De schriftelijke mededeling van de afzondering is klager op 12 oktober 2009 en daarmee te laat uitgereikt, omdat hij al op 9 oktober 2009 was afgezonderd. Klager is gevraagd vrijwillig op zijn kamer te blijven, maar had geen andere keuze en heeft niet
vier uur per dag met medepatiënten kunnen doorbrengen.
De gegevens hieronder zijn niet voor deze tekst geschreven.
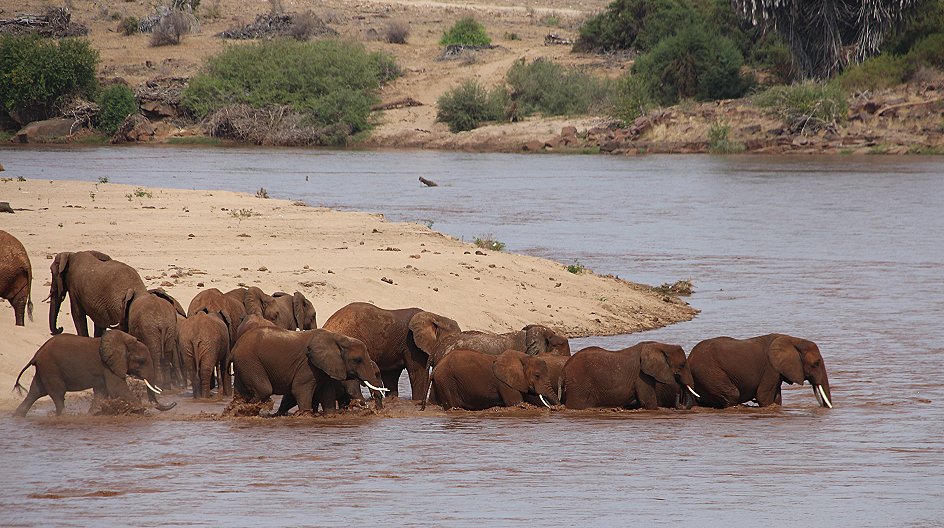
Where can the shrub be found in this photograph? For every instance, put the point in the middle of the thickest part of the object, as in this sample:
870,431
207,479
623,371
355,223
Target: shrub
128,26
807,106
36,73
875,73
549,88
332,82
465,32
116,102
692,64
397,32
469,105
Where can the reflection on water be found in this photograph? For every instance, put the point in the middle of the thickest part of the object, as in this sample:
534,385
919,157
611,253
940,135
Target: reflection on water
844,251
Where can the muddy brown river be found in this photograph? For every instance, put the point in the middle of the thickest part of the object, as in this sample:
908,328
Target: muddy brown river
846,251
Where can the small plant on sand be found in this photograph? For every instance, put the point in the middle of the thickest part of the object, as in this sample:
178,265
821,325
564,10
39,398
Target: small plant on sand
488,242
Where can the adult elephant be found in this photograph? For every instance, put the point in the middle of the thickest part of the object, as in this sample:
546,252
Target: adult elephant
286,311
97,286
474,380
730,371
16,277
301,366
68,363
212,300
203,341
534,340
151,316
646,375
396,339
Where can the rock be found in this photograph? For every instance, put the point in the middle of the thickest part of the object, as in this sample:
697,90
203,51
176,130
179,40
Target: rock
48,129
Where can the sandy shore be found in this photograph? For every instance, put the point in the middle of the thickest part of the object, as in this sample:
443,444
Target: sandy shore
186,241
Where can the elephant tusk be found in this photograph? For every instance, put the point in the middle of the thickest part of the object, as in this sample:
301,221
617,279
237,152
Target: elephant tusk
378,389
822,393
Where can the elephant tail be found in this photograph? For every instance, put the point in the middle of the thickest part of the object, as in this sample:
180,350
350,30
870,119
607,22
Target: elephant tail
17,387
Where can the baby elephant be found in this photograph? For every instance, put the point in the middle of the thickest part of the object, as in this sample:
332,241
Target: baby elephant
475,380
68,363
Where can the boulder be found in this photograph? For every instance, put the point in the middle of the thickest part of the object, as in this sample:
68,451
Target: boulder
46,130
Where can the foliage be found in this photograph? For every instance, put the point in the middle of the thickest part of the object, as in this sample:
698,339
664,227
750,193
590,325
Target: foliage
36,73
488,242
824,35
469,105
331,82
465,32
550,88
692,64
807,106
116,103
881,71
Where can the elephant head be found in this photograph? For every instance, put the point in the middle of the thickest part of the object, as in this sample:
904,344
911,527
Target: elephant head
428,328
286,311
540,339
123,355
525,374
344,358
798,360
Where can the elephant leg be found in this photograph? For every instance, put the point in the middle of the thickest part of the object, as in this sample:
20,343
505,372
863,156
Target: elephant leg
36,391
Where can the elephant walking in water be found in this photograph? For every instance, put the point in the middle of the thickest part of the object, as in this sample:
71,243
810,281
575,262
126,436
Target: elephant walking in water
16,277
730,371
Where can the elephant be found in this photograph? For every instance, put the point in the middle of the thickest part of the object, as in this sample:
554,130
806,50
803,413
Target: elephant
286,311
396,339
67,362
151,317
532,340
300,366
646,375
16,277
730,371
97,286
474,380
213,300
203,341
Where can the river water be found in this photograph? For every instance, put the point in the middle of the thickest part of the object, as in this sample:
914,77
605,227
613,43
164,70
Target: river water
846,251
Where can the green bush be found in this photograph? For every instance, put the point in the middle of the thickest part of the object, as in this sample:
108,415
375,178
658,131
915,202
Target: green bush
551,89
332,82
36,73
469,105
692,64
465,32
879,72
807,106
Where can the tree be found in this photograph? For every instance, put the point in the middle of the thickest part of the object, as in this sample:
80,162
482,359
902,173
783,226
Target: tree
826,35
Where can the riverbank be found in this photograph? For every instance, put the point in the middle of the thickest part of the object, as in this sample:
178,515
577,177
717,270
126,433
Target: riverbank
187,241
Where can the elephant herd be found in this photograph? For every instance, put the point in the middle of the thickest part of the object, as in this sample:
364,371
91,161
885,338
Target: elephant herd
255,345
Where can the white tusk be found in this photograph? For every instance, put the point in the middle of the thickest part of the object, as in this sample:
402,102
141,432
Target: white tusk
378,389
152,387
823,394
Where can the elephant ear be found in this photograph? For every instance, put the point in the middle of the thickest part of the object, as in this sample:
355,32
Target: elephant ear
653,362
428,328
785,357
509,369
126,310
302,308
536,339
160,292
255,300
113,351
324,352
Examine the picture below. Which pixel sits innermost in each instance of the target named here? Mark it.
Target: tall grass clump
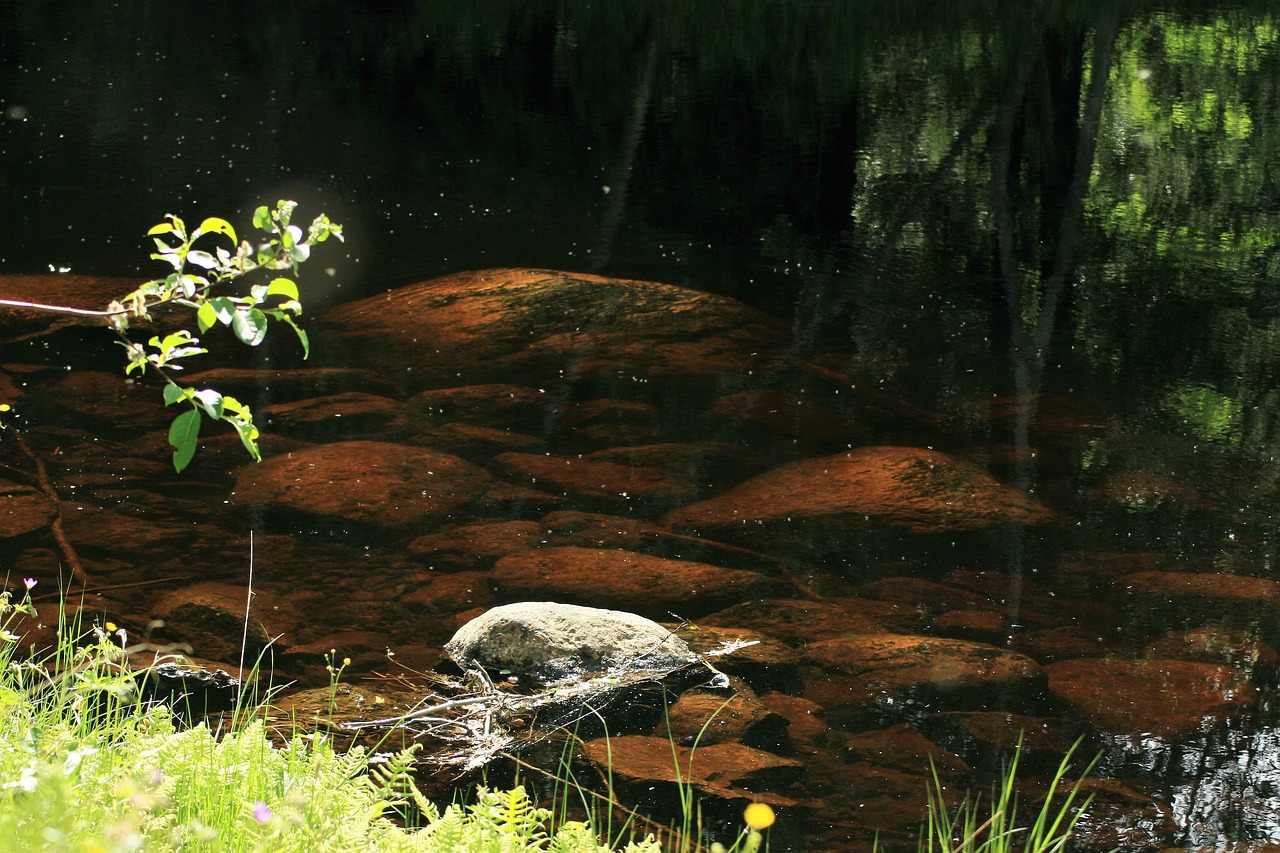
(87, 765)
(997, 828)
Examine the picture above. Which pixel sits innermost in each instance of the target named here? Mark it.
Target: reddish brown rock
(1242, 649)
(1162, 698)
(872, 676)
(452, 593)
(210, 619)
(626, 580)
(1061, 643)
(638, 758)
(492, 324)
(120, 533)
(287, 386)
(800, 621)
(1191, 598)
(611, 423)
(493, 405)
(805, 725)
(702, 717)
(23, 509)
(982, 625)
(599, 530)
(638, 479)
(780, 415)
(757, 658)
(370, 483)
(904, 748)
(90, 292)
(476, 546)
(109, 401)
(467, 439)
(868, 489)
(1142, 492)
(351, 414)
(987, 738)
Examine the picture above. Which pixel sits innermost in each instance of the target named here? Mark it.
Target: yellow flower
(758, 816)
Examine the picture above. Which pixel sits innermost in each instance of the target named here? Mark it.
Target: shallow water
(972, 238)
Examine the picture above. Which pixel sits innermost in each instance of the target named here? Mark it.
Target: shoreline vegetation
(87, 762)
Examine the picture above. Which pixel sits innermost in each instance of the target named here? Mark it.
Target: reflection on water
(993, 370)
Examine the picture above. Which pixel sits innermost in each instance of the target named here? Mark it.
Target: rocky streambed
(513, 436)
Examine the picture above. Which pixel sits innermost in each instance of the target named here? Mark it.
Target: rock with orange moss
(1162, 698)
(714, 769)
(863, 678)
(553, 327)
(831, 503)
(366, 483)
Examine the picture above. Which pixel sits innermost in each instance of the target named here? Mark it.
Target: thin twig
(55, 527)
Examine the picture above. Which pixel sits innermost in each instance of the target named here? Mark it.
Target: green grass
(86, 765)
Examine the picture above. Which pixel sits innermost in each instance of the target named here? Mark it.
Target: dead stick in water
(55, 528)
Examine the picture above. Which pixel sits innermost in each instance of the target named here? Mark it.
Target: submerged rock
(885, 676)
(23, 509)
(821, 503)
(370, 483)
(552, 642)
(1162, 698)
(549, 325)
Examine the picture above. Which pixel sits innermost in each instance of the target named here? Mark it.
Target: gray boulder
(552, 642)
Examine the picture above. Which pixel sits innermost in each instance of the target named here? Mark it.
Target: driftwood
(472, 720)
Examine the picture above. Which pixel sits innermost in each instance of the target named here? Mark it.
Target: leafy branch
(197, 282)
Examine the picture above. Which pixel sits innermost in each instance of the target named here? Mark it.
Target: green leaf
(182, 436)
(210, 401)
(176, 393)
(283, 287)
(250, 327)
(302, 334)
(206, 316)
(201, 258)
(224, 308)
(215, 226)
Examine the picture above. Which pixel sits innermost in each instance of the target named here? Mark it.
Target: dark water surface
(1042, 242)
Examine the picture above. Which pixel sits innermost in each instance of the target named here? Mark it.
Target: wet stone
(799, 621)
(599, 482)
(1242, 649)
(118, 533)
(763, 662)
(261, 388)
(492, 324)
(657, 587)
(903, 747)
(475, 546)
(713, 769)
(23, 509)
(600, 530)
(496, 405)
(859, 679)
(352, 414)
(1165, 698)
(1184, 600)
(987, 738)
(210, 619)
(703, 717)
(369, 483)
(831, 505)
(551, 642)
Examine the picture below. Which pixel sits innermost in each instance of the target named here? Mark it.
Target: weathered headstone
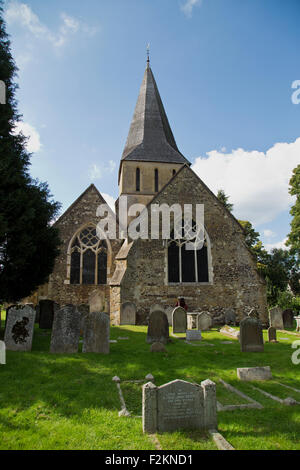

De inrichting heeft met twee maten gemeten, nu de betrokken medepatiënt niet is afgezonderd, terwijl deze was begonnen met een duw in de rug van klager. Klager had een glas in zijn hand en heeft deze op de grond gesmeten. Op een nieuwe aanval in de rug
van klager heeft klager zijn belager met een stoel klemgezet, waarmee het incident is geëindigd. Klagers gedrag is door de inrichting als meer grensoverschrijdend gezien, terwijl de agressie van de medepatiënt naar klager toe de aanleiding tot het
incident was, maar dit niet door het personeel is gezien. De inrichting had beiden moeten afzonderen, in welk geval het probleem mogelijk eerder zou zijn opgelost. Nu was er voor de medepatiënt geen belang om in gesprek te gaan. Tijdens het eerste
gesprek op 10 oktober 2009 viel de betreffende medepatiënt boos uit tegen klager en is deze weggelopen, terwijl klager rustig bleef. De betreffende medepatiënt heeft aldus geen verantwoordelijkheid willen nemen voor wat hij heeft gedaan. Het tweede
gesprek op 11 oktober 2009 is niet door klager geweigerd. Klager heeft alleen aangegeven dat hij die dag zijn bezoek wilde ontvangen. Klager wilde niet aan het derde gesprek op 12 oktober 2009 deelnemen, nadat hij had gehoord dat de betreffende
medepatiënt geen gesprek wilde voeren. Zonder dat partijen het geschil hebben uitgesproken, is klagers afzondering op 16 oktober 2009 beëindigd. Klagers afzondering heeft te lang geduurd.
Het beklag dient dan ook alsnog zowel formeel als materieel gegrond te worden verklaard en klager dient een passende tegemoetkoming te worden toegekend.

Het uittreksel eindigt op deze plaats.